Monday, January 19, 2009
I am so convinced that there is nothing more important in life than being “with God” - nothing more important for me and how I live and nothing more important for my effect on other people and the world around me. There is nothing more important, more valuable for me – and therefore nothing I want more for my friends. I am so convinced that the way that happens is that God speaks – through His word, by His Spirit, in the company of His people and in the context of real life – and as we hear and say yes to Him through the days of our lives we meet Him, we find Him, we are changed by him and find life in Him. It is a long process – not quick or easily measured, and takes patience.
This year has been a challenging one to my faith –I have asked myself again – what is God up to? What can I expect? Did we just make all this up? Does the story that the Bible tells make sense in life? And where I come back to – as I have before – is that in spite of the mysteries, in spite of all that I do not understand (and do not like), in spite of how hard it is to live out of the truth the Bible tells – there is no where else to go to find life. As Peter said to Jesus when Jesus asked him if he wanted to go away too “Where would we go? You have the words of eternal life.”
So my motivation for this time together is not primarily for greater knowledge of the Bible (although that is valuable) and not just for getting together (even though I love that and need it!). My motivation is that we would be stimulated to hear God speak in His word and listen and be transformed.
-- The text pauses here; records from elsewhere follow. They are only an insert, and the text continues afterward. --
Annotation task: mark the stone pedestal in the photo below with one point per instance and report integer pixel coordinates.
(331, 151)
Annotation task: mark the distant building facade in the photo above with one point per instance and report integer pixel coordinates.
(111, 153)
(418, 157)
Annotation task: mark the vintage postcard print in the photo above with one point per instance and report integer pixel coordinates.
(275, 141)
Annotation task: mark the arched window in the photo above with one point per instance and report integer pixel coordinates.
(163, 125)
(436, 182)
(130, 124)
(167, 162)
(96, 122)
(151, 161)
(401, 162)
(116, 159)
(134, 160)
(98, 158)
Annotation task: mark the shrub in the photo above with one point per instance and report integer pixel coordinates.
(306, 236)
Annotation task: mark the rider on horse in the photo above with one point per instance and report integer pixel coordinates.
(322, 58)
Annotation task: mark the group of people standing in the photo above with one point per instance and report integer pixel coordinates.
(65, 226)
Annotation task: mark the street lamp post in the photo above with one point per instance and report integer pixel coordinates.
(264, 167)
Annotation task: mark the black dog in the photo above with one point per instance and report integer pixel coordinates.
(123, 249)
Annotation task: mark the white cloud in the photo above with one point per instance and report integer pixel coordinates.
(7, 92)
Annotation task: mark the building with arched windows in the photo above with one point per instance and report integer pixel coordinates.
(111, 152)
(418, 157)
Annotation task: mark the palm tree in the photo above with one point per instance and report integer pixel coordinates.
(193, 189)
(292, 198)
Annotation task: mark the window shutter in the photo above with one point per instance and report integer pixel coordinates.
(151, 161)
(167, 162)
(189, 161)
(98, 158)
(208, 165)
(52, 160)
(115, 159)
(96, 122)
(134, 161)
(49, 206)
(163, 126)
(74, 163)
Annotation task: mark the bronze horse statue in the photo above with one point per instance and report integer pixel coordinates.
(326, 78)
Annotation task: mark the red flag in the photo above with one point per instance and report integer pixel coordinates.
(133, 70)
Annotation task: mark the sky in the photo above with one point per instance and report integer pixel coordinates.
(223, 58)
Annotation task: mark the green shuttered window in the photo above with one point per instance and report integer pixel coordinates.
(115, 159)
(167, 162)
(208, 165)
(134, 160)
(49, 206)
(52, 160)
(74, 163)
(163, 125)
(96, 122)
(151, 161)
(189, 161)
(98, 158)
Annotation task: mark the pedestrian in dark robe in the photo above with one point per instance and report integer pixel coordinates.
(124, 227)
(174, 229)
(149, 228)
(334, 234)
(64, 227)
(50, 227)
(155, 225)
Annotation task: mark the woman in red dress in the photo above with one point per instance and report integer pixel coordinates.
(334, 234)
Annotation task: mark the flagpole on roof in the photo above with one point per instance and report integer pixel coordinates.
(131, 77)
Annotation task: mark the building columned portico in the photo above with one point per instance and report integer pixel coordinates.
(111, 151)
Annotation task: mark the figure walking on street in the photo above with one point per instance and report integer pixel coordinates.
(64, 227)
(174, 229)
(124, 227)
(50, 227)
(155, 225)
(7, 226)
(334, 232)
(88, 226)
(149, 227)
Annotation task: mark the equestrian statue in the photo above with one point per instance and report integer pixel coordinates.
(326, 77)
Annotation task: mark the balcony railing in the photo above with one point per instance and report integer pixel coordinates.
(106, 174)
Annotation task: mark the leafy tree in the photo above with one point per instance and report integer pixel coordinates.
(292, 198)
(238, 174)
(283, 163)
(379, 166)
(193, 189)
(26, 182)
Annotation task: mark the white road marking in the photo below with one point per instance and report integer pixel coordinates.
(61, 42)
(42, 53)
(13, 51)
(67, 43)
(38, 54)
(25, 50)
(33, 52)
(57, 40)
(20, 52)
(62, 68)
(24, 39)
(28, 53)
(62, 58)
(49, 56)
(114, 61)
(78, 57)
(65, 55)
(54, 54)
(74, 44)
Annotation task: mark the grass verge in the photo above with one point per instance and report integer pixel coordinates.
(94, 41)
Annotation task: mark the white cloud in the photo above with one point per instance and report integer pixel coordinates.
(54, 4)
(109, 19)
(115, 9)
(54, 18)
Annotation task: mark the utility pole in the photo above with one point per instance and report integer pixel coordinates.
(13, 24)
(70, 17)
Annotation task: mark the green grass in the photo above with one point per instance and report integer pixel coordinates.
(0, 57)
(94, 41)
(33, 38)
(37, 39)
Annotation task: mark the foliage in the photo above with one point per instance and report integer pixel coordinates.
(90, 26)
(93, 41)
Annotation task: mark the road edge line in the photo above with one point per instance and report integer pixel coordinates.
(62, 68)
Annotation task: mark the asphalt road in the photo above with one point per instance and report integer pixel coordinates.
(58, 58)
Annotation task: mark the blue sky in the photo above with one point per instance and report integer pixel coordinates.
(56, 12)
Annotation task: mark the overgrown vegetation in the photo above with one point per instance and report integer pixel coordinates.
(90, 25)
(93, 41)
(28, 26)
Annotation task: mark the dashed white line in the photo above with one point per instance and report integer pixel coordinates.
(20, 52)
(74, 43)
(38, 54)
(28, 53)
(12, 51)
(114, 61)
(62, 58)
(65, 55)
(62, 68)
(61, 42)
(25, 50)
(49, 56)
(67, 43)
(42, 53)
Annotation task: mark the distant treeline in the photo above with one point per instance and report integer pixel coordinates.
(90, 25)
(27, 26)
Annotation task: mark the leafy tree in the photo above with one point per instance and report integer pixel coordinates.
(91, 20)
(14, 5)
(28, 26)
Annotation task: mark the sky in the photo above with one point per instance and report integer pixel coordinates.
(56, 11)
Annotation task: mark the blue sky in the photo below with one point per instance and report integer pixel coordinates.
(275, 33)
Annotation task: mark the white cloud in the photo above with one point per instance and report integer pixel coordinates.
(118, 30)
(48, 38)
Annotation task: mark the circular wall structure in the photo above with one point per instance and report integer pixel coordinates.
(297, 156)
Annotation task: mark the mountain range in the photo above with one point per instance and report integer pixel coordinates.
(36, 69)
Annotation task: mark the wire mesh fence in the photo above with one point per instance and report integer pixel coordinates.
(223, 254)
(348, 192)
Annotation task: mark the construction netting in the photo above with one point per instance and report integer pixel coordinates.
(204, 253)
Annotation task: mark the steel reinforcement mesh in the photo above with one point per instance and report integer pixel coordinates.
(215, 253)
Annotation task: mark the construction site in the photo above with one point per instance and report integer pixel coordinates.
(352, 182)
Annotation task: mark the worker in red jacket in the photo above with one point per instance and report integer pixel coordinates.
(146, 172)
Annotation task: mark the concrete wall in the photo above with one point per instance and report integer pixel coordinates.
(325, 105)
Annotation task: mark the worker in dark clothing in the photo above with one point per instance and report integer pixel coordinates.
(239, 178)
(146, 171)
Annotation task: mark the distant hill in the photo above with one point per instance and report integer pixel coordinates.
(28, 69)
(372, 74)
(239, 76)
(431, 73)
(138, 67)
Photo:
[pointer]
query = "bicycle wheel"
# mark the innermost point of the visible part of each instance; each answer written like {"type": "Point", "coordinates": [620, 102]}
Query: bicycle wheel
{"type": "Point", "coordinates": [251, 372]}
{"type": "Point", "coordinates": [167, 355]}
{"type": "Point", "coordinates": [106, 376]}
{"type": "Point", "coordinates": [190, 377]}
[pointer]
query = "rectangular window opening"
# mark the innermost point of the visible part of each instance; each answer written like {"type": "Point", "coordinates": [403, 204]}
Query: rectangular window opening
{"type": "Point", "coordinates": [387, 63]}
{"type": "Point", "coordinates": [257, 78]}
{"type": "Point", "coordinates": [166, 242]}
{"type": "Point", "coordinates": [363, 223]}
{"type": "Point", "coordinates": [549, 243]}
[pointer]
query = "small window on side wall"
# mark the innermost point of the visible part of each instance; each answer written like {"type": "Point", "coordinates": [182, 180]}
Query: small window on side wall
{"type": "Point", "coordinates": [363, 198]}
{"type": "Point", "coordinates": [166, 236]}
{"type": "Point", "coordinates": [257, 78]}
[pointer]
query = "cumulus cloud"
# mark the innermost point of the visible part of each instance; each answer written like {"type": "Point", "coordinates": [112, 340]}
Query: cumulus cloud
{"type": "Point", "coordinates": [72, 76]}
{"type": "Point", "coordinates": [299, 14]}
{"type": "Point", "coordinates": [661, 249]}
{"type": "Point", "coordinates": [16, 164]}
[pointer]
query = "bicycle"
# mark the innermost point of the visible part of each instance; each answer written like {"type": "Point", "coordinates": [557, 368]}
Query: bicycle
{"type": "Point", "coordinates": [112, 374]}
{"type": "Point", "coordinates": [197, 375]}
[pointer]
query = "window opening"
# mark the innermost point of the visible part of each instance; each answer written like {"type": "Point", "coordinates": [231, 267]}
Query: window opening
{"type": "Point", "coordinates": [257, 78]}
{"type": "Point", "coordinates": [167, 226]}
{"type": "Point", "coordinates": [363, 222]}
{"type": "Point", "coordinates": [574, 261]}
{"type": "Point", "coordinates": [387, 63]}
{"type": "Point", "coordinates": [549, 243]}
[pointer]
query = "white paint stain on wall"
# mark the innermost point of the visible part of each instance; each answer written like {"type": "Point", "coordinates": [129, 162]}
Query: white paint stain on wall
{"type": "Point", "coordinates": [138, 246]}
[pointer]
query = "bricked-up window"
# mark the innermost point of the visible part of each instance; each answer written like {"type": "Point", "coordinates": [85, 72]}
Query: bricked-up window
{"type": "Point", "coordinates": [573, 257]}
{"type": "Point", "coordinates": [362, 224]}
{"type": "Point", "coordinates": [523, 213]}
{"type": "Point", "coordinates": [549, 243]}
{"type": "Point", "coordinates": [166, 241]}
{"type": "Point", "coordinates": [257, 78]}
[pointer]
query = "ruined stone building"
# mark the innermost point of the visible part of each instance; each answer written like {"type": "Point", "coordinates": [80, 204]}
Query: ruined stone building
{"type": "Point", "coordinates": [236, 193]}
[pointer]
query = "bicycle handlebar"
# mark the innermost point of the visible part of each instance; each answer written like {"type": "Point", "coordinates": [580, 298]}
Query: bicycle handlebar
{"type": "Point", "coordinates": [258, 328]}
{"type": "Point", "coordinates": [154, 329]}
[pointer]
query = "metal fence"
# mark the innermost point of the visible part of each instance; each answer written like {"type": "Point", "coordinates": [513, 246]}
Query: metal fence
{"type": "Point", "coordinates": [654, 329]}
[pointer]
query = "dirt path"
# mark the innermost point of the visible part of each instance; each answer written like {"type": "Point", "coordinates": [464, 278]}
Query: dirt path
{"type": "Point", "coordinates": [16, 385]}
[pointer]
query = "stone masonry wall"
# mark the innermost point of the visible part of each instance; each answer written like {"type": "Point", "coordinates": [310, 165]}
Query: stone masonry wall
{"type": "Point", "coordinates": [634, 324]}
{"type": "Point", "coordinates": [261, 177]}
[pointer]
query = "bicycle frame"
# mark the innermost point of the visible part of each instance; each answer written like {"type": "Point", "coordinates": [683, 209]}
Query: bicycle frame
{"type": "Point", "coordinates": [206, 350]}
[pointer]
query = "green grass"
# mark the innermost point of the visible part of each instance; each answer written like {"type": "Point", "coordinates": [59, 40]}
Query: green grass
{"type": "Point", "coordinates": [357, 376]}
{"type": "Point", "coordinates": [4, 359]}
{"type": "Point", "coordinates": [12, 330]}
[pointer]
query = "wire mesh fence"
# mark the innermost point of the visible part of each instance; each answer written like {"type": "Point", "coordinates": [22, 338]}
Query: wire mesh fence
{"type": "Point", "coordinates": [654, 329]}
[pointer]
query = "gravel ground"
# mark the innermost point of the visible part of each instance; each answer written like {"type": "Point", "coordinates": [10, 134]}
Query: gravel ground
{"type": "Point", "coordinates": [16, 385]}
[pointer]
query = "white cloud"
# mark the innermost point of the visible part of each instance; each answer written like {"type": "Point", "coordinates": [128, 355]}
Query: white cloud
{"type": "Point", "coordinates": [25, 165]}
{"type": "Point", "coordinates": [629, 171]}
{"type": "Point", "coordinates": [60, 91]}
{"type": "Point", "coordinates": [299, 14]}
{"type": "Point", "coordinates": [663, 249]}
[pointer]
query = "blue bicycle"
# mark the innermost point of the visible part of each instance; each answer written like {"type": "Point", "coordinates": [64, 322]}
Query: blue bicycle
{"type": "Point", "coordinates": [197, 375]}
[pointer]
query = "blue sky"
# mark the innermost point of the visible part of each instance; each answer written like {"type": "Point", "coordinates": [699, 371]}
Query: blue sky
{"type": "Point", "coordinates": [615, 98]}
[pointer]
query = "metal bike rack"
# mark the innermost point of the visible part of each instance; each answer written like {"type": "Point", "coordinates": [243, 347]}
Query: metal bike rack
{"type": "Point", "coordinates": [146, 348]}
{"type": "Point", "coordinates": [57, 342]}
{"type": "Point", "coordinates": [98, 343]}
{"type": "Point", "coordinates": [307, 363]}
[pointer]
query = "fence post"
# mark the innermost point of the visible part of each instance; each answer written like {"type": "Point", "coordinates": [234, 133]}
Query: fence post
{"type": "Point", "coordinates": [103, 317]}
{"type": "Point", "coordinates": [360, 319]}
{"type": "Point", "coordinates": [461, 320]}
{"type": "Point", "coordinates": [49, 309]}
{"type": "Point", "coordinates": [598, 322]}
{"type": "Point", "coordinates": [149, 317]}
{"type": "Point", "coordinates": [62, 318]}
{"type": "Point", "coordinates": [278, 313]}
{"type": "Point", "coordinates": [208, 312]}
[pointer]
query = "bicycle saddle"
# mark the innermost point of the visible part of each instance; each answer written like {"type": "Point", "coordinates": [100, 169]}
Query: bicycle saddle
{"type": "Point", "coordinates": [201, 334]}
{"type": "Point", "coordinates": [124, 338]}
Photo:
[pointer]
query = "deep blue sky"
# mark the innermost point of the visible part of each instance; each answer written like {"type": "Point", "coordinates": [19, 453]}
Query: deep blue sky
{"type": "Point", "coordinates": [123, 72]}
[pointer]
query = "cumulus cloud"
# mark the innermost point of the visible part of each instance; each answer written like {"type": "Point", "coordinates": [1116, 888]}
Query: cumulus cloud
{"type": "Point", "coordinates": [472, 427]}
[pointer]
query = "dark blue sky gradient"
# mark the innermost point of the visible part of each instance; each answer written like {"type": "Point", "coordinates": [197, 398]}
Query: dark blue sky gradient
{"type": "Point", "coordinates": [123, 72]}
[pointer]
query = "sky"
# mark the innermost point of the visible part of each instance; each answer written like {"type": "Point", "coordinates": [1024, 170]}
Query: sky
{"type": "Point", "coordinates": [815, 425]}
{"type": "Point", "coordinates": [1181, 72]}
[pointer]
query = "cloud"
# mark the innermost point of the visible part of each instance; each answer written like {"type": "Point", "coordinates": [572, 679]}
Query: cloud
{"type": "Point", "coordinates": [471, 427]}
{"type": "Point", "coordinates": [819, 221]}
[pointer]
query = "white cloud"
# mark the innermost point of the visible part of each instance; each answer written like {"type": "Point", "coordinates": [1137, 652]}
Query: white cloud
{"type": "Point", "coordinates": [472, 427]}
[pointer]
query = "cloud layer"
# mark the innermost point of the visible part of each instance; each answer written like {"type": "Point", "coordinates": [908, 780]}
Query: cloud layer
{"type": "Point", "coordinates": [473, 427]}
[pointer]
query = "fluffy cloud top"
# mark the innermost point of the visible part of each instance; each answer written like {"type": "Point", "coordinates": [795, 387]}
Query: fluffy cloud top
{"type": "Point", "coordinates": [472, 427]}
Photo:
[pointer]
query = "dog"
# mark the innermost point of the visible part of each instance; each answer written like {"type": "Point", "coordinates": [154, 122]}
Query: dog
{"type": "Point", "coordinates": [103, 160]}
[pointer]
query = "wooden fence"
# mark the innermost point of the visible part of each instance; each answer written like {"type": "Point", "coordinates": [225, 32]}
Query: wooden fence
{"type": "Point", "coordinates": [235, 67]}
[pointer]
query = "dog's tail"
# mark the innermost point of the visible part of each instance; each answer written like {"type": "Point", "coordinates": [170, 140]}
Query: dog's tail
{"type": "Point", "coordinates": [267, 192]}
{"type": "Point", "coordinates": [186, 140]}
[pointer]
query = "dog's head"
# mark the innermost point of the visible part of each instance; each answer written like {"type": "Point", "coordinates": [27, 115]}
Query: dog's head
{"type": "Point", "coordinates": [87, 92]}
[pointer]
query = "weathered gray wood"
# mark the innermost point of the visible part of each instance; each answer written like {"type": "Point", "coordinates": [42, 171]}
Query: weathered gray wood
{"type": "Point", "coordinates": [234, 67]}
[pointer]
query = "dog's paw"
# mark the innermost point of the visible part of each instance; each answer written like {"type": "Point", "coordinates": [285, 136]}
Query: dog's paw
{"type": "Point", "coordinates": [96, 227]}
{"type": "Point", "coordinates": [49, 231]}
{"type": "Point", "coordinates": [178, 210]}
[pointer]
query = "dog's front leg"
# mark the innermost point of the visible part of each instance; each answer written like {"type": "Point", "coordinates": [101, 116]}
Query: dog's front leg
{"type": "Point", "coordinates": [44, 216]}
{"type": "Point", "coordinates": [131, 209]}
Everyone has wrestled with the practice of a “quiet time” - tried, succeeded sometimes, failed sometimes, felt guilty, etc. I would like to encourage you to aim to spend at least a few minutes each day in listening to the Word – even if it is just a paragraph, or a verse. I know it is hard to find the time to do, (especially when you have young children and work!) and you won’t always succeed. But I think that it is so valuable that it is worth persisting. It doesn’t matter whether you "get something out of it." If you listen every day, inviting the Spirit to speak, ready to say yes – you will be transformed over time.
Here is a way to approach reading: (Based on the tradition of “lectio divina” or sacred reading. Sounds so clever in Latin!)
- Prepare: Invite the Spirit to speak to you – remind yourself that you are listening to a person – the God who speaks.
- Read (lectio): the chapter or just one story or paragraph, or verse. What stands out to me? What gets my attention?
- Meditate (meditatio): Mull it over. Why does this stand out to me? What would it have been like to be there? What puzzles me about this?
- Pray (oratio): Respond to God – Is there something He is saying to me here? God is speaking - what is my reply?
- Live (contemplatio): As you go through your day or week come back to the words or thoughts that stood out to you. How does this connect with my life?
Here is a quote I like from Eugene Peterson’s Eat this Book: A Conversation in the Art of Spiritual Reading:
"Christians feed on Scripture. Holy Scripture nurtures the holy community as food nurtures the human body. Christians don’t simply learn or study or use Scripture; we assimilate it, take it into our lives in such a way that it gets metabolized into acts of love, cups of cold water, missions into all the world, healing and evangelism and justice in Jesus’ name, hands raised in adoration of the Father, feet washed in company with the Son.”
We will be reading about 2 chapters a week (starting this week), and finish by Easter. It's too fast, but there is value in reading in order to get a bigger view of the story. But don't be constrained by that ... stick with the word or verse or story that speaks to you, long enough so that you can hear.
I do best when I read in company with others. I hope that you will join us!